His famous ancestor, King Christian IV, is featured in a delightfully sober childhood portrait in the castle. (Christian deserves at least one post all his own).

This portrait, in Frederiksborg Castle, shows three royal children in exile in Germany, in 1526. They were the children of King Christian II, exiled mainly because their parents were followers of the upstart Martin Luther. Their mother died in exile. The artist, Jan Mabuse Gossaert, was probably commissioned to paint the children to show that they were still promising marriage material for European royal houses elsewhere. Aside from being royal pawns, these were real children with real names: Christine, Dorothea, and Hans.

Jens Juhl painted “A Running Boy” in 1802. He looks wistful, not really intent on getting anywhere. He’s caught in action at the Danish National Gallery, frozen in time.

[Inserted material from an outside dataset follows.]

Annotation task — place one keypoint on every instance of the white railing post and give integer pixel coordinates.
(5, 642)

Paul Gaugin, “Two Children, 1889, in the Glyptotek. (All of the photos in this post are mine, taken of the paintings in close-up. They don’t really do the paintings justice, but at least they remind me of what I found compelling).

This is an early portrait by Claude Monet, “The Artist’s Son,” 1868, in the Glyptotek.

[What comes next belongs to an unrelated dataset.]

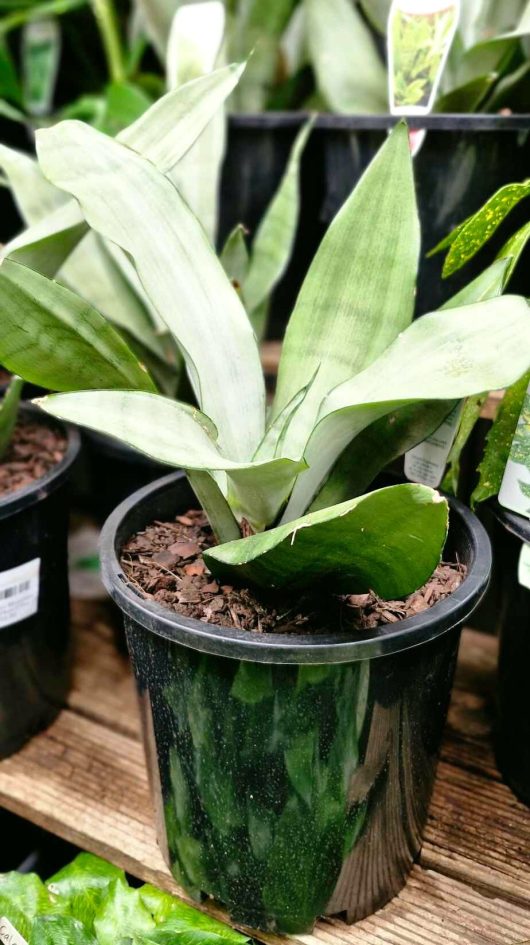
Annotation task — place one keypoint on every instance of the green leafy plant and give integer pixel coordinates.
(303, 54)
(462, 245)
(90, 902)
(351, 358)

Christen Dalsgaard, 1870, “A Convalescent,” in the Glyptotek. I think the blossoms she is holding have a sad connotation, especially the one that’s fallen from her hand. Children very often died from common childhood illnesses–and still do, when they live in poverty anywhere in the world.

A happier image is this painting by Peter Hansen, “Playing Children, Enghave Square,” 1908, in the National Gallery.

The joyful faces remind me that as much as I love art, it’s time to get outside into the streets and squares of beautiful Copenhagen.

Children are playing out there! And because they’re fortunate enough to live in beautiful Copenhagen, they’re surrounded by art.